“李大人,”劉章認真道:“據劉某在此多年的了解,這里的馬賊主要分為四股,互不統屬,有時彼此見了面,還要互相撕殺一番。
這最大的一股是匈奴的一支殘部——勃勃爾部,游蕩在黃河、賀蘭山以南,兵力約有四五百人,族人千余,時常進犯銀川,或是東北的高厥、陰南等城。首領呼蘭達爾,是個兇悍之徒,嗜殺成性,所過之處,人畜皆絕。

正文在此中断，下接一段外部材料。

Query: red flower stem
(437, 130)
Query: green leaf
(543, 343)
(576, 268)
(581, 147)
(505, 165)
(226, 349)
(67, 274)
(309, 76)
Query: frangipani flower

其次是一支地道的草原慣匪‘風狼’,不屬于任何部族,多年前就在這附近出沒,人數二百余人,首領叫烏里臺。別看這一部人少,由于地形精熟,沒有部族拖累,為禍不下于勃勃爾部。而且烏里臺此人狡猾兇狠,是草原上地一只獨狼,實不好對付。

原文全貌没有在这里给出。